The main complication we’re running into is we feel that we may need to be able to mutate our data which may not be a good fit for pinot (maybe this can be avoided with some smarter data modeling or some future
tech?). We’re attracted to pinot because it’s ability to perform fast aggregation and reduce eng cost from having to do things like precubing data.
• In particular we have two streams of order data (e.g. you can imagine booking details like total price in $, an order id, account id, user name, date, etc) that are flowing into our system.
• The two streams (let’s call them “Fast Stream” and “Accurate Stream”) of order data may overlap (i.e. the Fast Stream and the Accurate Stream may both have order info for “order 1” but Fast Stream may be the only one that has “order 2” or Accurate Stream may be the only one that has "order 3")

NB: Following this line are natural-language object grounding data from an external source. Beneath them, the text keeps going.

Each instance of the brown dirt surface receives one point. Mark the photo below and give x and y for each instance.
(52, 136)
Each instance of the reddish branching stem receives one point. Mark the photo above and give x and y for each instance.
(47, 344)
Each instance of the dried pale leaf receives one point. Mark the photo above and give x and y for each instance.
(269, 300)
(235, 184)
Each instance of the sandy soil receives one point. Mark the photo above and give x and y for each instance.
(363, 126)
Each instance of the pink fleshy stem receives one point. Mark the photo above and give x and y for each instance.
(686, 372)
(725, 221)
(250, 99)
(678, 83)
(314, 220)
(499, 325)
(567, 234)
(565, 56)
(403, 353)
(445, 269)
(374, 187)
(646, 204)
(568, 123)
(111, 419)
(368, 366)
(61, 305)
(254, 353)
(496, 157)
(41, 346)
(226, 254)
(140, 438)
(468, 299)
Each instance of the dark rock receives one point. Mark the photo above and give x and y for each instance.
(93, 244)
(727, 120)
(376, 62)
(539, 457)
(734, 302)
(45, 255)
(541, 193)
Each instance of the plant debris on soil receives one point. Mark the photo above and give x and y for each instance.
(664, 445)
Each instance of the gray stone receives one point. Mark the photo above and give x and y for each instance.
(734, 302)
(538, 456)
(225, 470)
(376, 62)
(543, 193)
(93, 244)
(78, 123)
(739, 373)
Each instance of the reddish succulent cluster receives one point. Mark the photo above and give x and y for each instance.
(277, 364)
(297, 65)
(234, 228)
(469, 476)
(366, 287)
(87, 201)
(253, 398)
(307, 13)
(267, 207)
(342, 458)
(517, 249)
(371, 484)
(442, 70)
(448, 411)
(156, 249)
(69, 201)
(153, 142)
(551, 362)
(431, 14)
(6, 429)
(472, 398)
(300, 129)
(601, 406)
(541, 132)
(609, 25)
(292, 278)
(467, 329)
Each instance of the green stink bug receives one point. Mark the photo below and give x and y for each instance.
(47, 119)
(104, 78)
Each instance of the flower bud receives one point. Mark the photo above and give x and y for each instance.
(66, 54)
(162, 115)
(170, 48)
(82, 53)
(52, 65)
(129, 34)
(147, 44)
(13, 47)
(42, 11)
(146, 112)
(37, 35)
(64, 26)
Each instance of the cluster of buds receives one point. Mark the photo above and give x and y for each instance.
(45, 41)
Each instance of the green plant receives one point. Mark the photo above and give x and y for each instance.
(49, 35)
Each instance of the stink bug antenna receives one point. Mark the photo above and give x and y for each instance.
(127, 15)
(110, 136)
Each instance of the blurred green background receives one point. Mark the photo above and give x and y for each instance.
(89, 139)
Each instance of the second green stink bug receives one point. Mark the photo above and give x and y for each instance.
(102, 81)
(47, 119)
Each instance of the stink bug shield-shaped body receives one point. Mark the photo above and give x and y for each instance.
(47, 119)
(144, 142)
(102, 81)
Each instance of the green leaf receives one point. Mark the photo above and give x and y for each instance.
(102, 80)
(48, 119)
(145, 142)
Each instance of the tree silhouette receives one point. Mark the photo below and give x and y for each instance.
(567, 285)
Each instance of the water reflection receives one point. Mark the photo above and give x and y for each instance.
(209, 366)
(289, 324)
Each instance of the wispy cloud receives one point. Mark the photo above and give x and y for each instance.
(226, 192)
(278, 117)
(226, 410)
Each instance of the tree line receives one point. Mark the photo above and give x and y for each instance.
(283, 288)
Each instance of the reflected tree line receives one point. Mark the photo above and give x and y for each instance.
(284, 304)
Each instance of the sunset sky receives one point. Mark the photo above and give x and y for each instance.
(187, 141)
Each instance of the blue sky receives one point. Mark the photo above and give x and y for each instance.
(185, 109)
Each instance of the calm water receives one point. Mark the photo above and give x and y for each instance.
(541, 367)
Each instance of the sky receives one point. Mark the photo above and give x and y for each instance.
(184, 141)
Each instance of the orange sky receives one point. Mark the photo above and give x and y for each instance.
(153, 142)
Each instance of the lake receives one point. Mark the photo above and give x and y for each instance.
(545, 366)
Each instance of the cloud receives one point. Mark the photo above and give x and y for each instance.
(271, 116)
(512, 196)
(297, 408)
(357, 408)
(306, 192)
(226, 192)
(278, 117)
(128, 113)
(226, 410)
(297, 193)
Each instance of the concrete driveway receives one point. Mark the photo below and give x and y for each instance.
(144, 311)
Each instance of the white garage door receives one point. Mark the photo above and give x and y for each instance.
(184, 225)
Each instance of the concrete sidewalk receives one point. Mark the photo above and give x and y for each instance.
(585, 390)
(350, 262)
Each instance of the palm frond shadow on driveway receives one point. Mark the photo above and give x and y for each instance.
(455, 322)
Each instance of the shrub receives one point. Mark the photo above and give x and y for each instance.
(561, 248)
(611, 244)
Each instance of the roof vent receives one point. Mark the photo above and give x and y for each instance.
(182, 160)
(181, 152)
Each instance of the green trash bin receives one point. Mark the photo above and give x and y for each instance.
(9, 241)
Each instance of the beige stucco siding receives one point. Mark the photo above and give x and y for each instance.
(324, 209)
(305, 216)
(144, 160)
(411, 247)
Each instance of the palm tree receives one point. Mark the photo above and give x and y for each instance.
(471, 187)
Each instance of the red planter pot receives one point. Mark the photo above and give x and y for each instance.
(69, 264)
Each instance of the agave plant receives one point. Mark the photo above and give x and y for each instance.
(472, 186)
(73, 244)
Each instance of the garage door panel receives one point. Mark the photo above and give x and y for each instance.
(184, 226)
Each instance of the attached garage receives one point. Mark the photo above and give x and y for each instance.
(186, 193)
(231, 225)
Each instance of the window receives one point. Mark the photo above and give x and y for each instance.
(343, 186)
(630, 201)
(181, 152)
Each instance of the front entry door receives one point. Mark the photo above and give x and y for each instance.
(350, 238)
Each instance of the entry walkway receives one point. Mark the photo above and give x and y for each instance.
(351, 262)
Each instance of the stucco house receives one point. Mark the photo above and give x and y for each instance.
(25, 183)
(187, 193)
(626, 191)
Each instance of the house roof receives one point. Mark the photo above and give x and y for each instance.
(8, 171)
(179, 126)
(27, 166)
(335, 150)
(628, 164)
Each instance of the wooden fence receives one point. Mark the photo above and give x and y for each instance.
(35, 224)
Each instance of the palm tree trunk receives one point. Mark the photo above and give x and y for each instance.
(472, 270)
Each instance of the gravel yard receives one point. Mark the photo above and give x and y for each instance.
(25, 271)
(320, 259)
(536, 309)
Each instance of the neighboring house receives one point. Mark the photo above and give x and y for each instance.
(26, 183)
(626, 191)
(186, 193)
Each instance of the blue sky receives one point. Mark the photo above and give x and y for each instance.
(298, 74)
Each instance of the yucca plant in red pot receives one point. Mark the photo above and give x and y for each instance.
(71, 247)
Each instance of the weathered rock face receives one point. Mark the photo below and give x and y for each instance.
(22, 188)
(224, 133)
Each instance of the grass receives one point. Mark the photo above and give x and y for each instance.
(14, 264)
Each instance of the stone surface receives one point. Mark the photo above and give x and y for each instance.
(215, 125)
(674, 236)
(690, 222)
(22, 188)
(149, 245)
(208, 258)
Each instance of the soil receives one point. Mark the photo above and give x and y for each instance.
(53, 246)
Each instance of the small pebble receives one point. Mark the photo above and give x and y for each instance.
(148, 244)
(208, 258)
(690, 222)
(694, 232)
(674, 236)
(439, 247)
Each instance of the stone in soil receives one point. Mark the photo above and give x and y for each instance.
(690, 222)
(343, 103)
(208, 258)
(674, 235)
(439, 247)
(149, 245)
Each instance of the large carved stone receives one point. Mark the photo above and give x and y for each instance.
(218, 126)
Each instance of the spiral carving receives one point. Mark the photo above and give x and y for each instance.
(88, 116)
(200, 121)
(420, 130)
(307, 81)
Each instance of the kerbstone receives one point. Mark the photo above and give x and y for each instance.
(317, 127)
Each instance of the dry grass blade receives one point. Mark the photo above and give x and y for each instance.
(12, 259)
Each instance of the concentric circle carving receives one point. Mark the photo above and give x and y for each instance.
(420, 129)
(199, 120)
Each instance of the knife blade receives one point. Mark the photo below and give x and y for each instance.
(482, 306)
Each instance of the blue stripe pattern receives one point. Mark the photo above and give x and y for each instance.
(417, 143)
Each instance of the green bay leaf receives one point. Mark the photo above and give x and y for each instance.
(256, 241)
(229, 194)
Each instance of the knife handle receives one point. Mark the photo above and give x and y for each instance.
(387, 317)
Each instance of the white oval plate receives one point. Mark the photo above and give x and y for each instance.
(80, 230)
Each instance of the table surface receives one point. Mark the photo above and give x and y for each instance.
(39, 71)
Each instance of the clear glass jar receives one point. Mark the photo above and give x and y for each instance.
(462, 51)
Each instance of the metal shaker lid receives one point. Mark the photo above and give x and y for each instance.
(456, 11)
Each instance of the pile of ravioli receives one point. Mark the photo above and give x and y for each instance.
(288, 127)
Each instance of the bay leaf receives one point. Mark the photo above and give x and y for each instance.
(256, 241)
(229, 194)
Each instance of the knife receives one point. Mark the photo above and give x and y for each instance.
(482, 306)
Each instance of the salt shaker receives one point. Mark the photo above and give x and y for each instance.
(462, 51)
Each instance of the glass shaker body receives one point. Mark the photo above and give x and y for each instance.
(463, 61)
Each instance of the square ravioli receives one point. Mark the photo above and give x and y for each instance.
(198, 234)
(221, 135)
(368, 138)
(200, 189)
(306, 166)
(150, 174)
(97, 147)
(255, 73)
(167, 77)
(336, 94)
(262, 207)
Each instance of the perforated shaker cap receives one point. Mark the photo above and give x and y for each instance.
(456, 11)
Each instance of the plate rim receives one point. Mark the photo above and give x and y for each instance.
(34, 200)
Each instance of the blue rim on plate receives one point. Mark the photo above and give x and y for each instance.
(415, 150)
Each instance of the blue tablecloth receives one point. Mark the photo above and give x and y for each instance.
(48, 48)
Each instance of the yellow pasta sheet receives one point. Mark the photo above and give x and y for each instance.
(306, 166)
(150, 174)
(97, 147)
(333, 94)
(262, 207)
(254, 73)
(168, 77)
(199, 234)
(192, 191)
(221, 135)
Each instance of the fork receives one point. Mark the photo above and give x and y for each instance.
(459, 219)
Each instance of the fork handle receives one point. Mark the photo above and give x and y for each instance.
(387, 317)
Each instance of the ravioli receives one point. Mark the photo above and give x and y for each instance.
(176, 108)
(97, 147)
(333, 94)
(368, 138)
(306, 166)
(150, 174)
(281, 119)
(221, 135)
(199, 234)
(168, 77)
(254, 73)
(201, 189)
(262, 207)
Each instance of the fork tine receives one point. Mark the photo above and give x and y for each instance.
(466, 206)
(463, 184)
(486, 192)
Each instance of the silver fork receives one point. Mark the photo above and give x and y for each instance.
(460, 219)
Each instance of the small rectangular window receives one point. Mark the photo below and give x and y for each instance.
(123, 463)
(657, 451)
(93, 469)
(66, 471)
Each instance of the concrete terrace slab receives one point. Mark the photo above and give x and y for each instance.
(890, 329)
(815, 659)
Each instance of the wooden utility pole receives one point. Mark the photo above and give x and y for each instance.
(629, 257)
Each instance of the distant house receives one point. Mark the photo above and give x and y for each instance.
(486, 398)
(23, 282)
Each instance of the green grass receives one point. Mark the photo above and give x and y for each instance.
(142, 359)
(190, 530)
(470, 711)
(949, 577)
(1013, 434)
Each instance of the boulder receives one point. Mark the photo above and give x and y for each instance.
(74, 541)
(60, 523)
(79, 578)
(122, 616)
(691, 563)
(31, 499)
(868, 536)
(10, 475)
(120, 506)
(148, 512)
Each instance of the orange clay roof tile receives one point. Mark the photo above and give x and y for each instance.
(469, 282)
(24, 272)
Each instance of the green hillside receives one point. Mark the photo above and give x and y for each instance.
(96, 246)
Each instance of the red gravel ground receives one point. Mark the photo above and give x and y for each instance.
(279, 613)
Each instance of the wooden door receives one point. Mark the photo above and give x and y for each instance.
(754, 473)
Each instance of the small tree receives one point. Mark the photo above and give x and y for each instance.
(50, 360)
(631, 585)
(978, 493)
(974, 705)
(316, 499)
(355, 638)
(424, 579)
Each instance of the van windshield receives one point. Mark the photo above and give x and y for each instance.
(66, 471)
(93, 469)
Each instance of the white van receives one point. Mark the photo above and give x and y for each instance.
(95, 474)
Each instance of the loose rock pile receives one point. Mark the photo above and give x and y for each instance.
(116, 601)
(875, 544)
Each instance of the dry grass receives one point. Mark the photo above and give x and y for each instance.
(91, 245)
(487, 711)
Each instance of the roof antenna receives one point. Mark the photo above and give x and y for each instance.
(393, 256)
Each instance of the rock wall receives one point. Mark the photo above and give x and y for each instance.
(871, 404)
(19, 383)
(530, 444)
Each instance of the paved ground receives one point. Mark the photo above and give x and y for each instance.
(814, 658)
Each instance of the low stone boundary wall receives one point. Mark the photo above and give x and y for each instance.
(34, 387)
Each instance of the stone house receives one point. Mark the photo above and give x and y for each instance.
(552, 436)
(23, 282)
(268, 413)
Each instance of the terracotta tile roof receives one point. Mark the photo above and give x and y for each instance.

• Ideally we want to merge these streams together such that whenever they overlap (if they overlap), we use the data from Accurate Stream instead because it has richer user details and more accurate reporting of price.
We want to be able to do things like get time based aggregate totals based on account id quickly. Is there a good way to model this since we have two data sources we want to merge?
Thanks so much for your help!